11 January 2026, 12:49

Caritas Bocholt beantragt Eigenverwaltung – wie geht es jetzt weiter?

Ein Prospekt mit einem Firmenlogo und einem Bild einer Tasse.

Caritas Bocholt beantragt Eigenverwaltung – wie geht es jetzt weiter?

Caritas-Verband für das Dekanat Bocholt, ein langjähriger gemeinnütziger Träger, der Seniorenbetreuung, Behindertenhilfe und Familienleistungen anbietet, hat Eigenverwaltung in einem vorläufigen Insolvenzverfahren beantragt. Das Amtsgericht Münster gab dem Antrag statt und ermöglicht der Organisation so, ihren Betrieb während der Umstrukturierung fortzuführen. Direktorin Claudia Soggeberg bezeichnete den Schritt als entscheidenden Fortschritt für die Zukunft der Einrichtung.
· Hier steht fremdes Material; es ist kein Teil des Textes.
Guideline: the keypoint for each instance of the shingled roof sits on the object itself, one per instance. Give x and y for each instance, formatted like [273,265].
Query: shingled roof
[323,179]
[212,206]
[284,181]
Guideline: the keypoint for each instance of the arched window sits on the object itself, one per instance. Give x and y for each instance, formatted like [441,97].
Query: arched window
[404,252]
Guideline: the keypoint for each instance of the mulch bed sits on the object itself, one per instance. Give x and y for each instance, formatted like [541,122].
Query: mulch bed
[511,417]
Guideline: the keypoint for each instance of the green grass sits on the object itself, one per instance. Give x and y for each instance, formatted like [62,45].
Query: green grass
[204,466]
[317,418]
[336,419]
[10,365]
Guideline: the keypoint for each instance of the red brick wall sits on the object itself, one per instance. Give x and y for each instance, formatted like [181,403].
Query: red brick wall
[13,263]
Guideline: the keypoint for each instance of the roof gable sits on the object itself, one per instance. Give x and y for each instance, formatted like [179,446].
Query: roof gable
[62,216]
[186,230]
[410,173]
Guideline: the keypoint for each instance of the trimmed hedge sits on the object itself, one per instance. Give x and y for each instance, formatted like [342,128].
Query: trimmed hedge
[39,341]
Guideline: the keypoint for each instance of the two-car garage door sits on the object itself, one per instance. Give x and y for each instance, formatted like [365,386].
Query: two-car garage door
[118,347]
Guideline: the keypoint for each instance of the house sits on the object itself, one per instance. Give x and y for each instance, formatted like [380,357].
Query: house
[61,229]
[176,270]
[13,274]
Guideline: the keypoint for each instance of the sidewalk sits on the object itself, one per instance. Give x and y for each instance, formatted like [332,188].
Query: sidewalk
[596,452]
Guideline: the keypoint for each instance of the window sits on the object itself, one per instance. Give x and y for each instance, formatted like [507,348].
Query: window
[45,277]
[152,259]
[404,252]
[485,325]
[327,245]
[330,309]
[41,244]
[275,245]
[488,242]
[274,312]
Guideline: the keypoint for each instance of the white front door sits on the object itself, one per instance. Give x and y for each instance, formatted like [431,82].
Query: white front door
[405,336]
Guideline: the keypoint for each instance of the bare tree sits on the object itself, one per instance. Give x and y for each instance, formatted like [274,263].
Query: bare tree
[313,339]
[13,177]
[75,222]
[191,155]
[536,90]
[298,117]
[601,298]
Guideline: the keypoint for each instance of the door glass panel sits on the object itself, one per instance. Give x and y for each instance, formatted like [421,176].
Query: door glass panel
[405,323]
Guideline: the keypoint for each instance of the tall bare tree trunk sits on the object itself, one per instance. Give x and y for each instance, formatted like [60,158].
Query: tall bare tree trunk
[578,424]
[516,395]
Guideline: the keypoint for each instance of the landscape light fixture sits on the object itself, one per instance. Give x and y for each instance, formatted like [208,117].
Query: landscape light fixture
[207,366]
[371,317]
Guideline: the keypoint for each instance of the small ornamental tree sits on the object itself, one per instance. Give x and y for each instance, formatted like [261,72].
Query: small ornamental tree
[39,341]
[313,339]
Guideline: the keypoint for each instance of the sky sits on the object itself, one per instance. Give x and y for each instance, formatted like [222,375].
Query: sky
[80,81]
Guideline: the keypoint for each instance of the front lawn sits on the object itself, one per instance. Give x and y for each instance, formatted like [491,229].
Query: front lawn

Die finanzielle Belastung des Caritas-Verbands Bocholt spiegelt die übergeordneten Herausforderungen wider, mit denen der gemeinnützige Sektor konfrontiert ist. Steigende Kosten und veraltete Erstattungssätze haben die Budgets stark belastet, sodass viele Sozialträger um ihr Überleben kämpfen. Als Reaktion darauf fordert der Verband dringende Neuverhandlungen mit den Förderstellen, um fairere Konditionen zu erreichen.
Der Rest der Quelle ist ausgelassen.